Thus, a \(100\times (1-\alpha) \%\) Wald confidence interval for \(\beta_j\) is:

\[\left(\hat\beta_k - z_{1 - \alpha/2}se(\hat\beta_j), \hat\beta_k + z_{1 - \alpha/2}se(\hat\beta_j)\right)\]

19.3.2 Profile Confidence Intervals

Wald confidence intervals have a simple formula, but don’t always work well–especially in small sample sizes (which is also when Wald Tests are not as good). Profile Confidence Intervals “reverse” a LRT similar to how a Wald CI “reverses” a Wald Hypothesis test.

Profile confidence intervals are usually better to use than Wald CI’s.
Interpretation is the same for both.
In R, the command confint() uses profile CI’s for logistic regression.
- This is also what tidy() will use when conf.int=TRUE

To get a confidence interval for an OR, exponentiate the confidence interval for \(\hat\beta_j\)

exp(confint(evans_full, level = 0.95))

## Waiting for profiling to be done...

##                    2.5 %   97.5 %
## (Intercept) 0.0004138279 0.017891
## age         1.0136806045 1.071868
## ekg_abn     0.8946658909 2.785309
## sbp         0.9963253392 1.014616
## smoked      1.3034626923 4.290179

19.4 Generalized Linear Models (GLMs)

Logistic regression is one example of a generalized linear model (GLM).

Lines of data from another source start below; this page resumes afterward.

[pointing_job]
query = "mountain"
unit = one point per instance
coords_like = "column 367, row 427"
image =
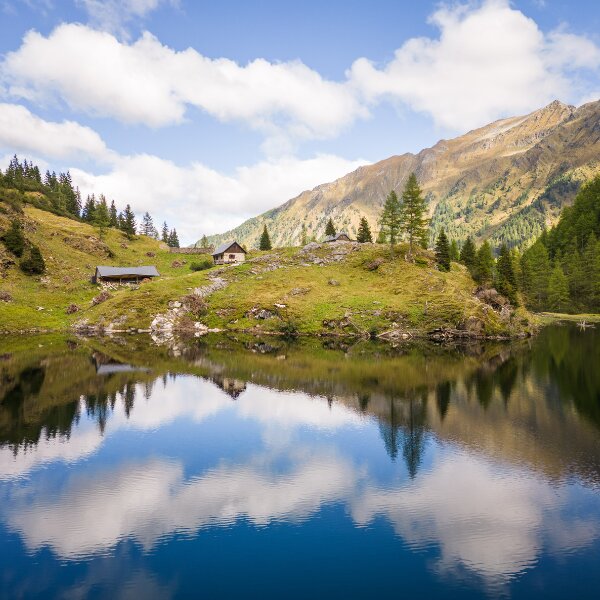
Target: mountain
column 504, row 181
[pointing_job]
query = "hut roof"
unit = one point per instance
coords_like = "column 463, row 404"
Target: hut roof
column 225, row 246
column 148, row 271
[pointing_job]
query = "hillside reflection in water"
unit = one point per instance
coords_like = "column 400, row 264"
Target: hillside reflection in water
column 472, row 470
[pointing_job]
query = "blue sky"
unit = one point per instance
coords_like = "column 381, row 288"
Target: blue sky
column 207, row 113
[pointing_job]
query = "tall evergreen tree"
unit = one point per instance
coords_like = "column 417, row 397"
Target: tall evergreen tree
column 468, row 254
column 128, row 224
column 558, row 291
column 147, row 226
column 89, row 209
column 442, row 251
column 484, row 267
column 413, row 211
column 265, row 240
column 391, row 219
column 330, row 228
column 364, row 232
column 114, row 218
column 454, row 251
column 173, row 239
column 506, row 282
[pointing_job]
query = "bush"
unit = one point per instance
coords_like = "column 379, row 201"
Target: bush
column 13, row 239
column 201, row 264
column 34, row 264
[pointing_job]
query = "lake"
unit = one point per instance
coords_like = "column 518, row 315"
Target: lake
column 221, row 467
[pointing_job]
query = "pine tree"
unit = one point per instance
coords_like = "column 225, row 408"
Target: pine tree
column 330, row 228
column 484, row 266
column 468, row 254
column 114, row 219
column 265, row 240
column 34, row 264
column 535, row 273
column 173, row 239
column 454, row 251
column 558, row 291
column 442, row 252
column 303, row 236
column 128, row 224
column 390, row 220
column 364, row 232
column 506, row 282
column 414, row 209
column 13, row 239
column 147, row 226
column 89, row 209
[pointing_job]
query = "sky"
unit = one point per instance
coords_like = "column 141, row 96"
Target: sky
column 208, row 113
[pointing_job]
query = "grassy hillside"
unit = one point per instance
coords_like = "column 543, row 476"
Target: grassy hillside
column 341, row 289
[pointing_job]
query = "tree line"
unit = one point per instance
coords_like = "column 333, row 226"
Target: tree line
column 64, row 199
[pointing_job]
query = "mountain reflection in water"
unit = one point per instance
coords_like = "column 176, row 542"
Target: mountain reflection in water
column 471, row 470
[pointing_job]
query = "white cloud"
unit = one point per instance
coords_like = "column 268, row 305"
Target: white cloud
column 22, row 131
column 147, row 82
column 489, row 61
column 198, row 200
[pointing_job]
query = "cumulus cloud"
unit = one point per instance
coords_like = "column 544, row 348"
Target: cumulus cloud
column 489, row 61
column 22, row 131
column 202, row 200
column 147, row 82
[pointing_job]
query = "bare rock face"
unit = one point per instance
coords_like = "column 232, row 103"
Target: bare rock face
column 504, row 166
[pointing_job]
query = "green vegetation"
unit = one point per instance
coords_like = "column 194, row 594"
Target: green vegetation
column 364, row 232
column 265, row 240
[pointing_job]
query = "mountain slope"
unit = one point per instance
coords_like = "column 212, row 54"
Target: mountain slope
column 505, row 181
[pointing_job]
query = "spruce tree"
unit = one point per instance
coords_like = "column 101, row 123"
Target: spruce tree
column 89, row 209
column 128, row 224
column 390, row 221
column 265, row 240
column 114, row 219
column 454, row 251
column 173, row 239
column 13, row 239
column 34, row 263
column 442, row 251
column 468, row 254
column 414, row 209
column 484, row 266
column 558, row 291
column 506, row 282
column 364, row 232
column 303, row 235
column 330, row 228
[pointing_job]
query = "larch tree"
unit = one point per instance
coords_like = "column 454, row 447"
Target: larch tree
column 391, row 220
column 468, row 254
column 413, row 211
column 330, row 228
column 265, row 240
column 364, row 232
column 442, row 251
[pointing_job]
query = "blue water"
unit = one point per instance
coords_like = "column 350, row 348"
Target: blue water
column 221, row 473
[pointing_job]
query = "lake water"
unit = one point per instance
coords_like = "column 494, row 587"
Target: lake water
column 265, row 468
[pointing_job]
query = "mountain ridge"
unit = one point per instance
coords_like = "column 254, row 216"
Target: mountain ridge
column 506, row 181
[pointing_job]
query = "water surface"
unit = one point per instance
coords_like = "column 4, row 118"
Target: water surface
column 225, row 467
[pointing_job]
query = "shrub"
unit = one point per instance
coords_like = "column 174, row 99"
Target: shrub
column 13, row 239
column 202, row 264
column 34, row 264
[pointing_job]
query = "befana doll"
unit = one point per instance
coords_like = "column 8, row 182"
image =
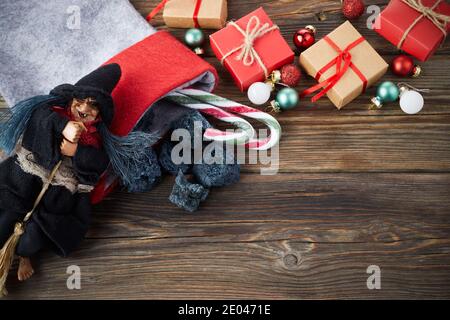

GLMs have three pieces:

GLM Part	Explanation	Logistic Regression
Probability Distribution from Exponential Family	Describes generating mechanism for observed data and mean-variance relationship.	\(Y_i \sim Bernoilli(p_i)\) \(\Var(Y_i) \propto p_i(1-p_i)\)
Linear Predictor \(\eta = \mathbf{X}\boldsymbol\beta\)	Describes how \(\eta\) depends on linear combination of parameters and predictor variables	\(\eta = \mathbf{X}\boldsymbol\beta\)
Link function \(g\). \(\E[Y] = g^{-1}(\eta)\)	Connection between mean of distribution and linear predictor	\(p = \frac{\exp(\eta)}{1 + \exp(\eta)}\) or \(logit(p) = \eta\)

Another common GLM is Poisson regression (“log-linear” models)

GLM Part	Explanation	Poisson Regression
Probability Distribution from Exponential Family	Describes generating mechanism for observed data and mean-variance relationship.	\(Y_i \sim Poisson(\lambda_i)\) \(\Var(Y_i) \propto \lambda_i\)
Linear Predictor \(\eta = \bmX\bmbeta\)	Describes how \(\eta\) depends on linear combination of parameters and predictor variables	\(\eta = \bmX\bmbeta\)
Link function \(g\). \(\E[Y] = g^{-1}(\eta)\)	Connection between mean of distribution and linear predictor	\(\lambda_i = \exp(\eta)\) or \(\log(\lambda_i) = \eta\)

The value of the constant is a binomial coefficient, but it’s exact value is not important for our needs here.↩︎
This follows from the first derivative of a function always equally zero at a local extremum.↩︎